Według Centrum Obrony Praw Człowieka Wiosna, w niedzielę zatrzymanych zostało ponad 1100 osób, w tym 25 dziennikarzy. Organizacja ta podaje jednak, że faktyczna liczba zatrzymanych może być o 30-40 proc. wyższa. Andrzej Poczobut pisze, że cały czas na Placu Zmian są obecne patrole oddziałów bezpieczeństwa. Ma to związek z tym, że niektórzy mieszkańcy pozwolili ukryć się demonstrantom w swoich domach i służby ich szukają. Większości z nich wręczane są postanowienia o podejrzeniu popełnienia przestępstwa, jakim jest udział w zamieszkach. Grozi za to do trzech lat więzienia.
Najwięcej osób zatrzymano w Mińsku, ale też w Witebsku, Homlu, Grodnie, Nowogródku czy Bobrujsku. Część z tych osób to dziennikarze m.in. portalu Nasza Niwa czy Biełsatu. "Ludzie nie mieszczą się w więźniarkach, niektórzy są zatrzymani przy użyciu siły" - pisał natomiast portal Tut.by.
Rzeczniczka białoruskiego MSW Wolha Czemadanawa potwierdziła natomiast, że służby bezpieczeństwa użyły gazu łzawiącego, granatów hukowych i broni gładkolufowej wobec demonstrujących. Szczegóły na temat niedzielnych zajść mają zostać przedstawione oficjalnie w poniedziałek. Opozycyjna Rada Koordynacyjna dodaje, że milicja zatrzymywała nie tylko demonstrujących, ale też osoby, które w czasie protestów robiły zakupy w pobliskich aptekach czy sklepach. "Przemoc OMON-u i milicji dzisiaj sięgnęła granic. Ludzie, którzy powinni nas ochraniać, wdzierają się na klatki schodowe, do sklepów, aptek. Próbują nam zakazać wspominania zmarłych" - dodano w komunikacie.

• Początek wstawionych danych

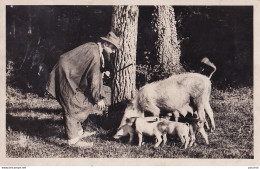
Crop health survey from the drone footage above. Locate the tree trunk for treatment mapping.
[153,6,182,73]
[112,5,139,104]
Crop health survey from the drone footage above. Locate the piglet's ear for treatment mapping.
[126,117,137,126]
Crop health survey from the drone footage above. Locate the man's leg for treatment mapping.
[65,115,93,148]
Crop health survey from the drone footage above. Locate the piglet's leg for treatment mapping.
[163,134,167,145]
[154,133,162,147]
[138,133,143,147]
[199,127,209,144]
[128,133,134,143]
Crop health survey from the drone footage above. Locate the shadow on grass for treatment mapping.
[6,107,62,114]
[6,108,116,146]
[6,114,63,141]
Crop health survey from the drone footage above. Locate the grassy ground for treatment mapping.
[6,86,254,159]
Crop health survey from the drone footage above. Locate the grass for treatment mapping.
[6,86,254,159]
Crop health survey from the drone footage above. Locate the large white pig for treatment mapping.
[119,73,215,130]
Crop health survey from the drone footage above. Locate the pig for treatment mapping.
[119,73,215,133]
[114,124,135,144]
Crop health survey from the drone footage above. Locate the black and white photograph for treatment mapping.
[1,2,259,166]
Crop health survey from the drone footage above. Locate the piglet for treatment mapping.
[163,120,190,149]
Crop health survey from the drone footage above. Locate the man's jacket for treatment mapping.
[46,42,105,120]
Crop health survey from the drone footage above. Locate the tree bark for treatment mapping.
[152,6,182,73]
[111,5,139,104]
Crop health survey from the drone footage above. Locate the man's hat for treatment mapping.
[100,32,120,49]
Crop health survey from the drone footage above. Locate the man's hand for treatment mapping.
[97,99,106,110]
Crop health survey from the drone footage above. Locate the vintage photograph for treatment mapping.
[5,5,254,159]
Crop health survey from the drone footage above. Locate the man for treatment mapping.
[46,32,120,147]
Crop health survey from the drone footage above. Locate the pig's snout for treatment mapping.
[113,129,124,139]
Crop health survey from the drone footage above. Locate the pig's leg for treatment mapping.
[198,103,209,129]
[173,111,180,121]
[184,133,190,149]
[145,104,160,117]
[199,126,209,144]
[137,132,143,147]
[205,102,216,131]
[154,133,162,147]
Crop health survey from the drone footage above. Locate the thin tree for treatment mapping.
[111,5,139,104]
[152,6,182,73]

Niedzielne protesty na Białorusi odbywały się pod hasłem "Wychodzę", które było również skandowane przez uczestników demonstracji. Jest to ostatnie słowo, jakie napisał na czacie 31-letni Raman Bandarenka. Mężczyzna zmarł w czwartek w szpitalu w Mińsku, dokąd został przewieziony w stanie śpiączki. Trafił tam z aresztu śledczego, w którym przebywał od zatrzymania. Był aktywistą, który m.in. zawiązywał na płotach biało-czerwono-białe wstążki. 31-latek miał zostać zatrzymany dlatego, że zwrócił uwagę funkcjonariuszom resortów siłowych, którzy zrywali je z ogrodzeń. Doszło do przepychanki, a znajdujący się nieopodal OMON zabrał Ramana do aresztu.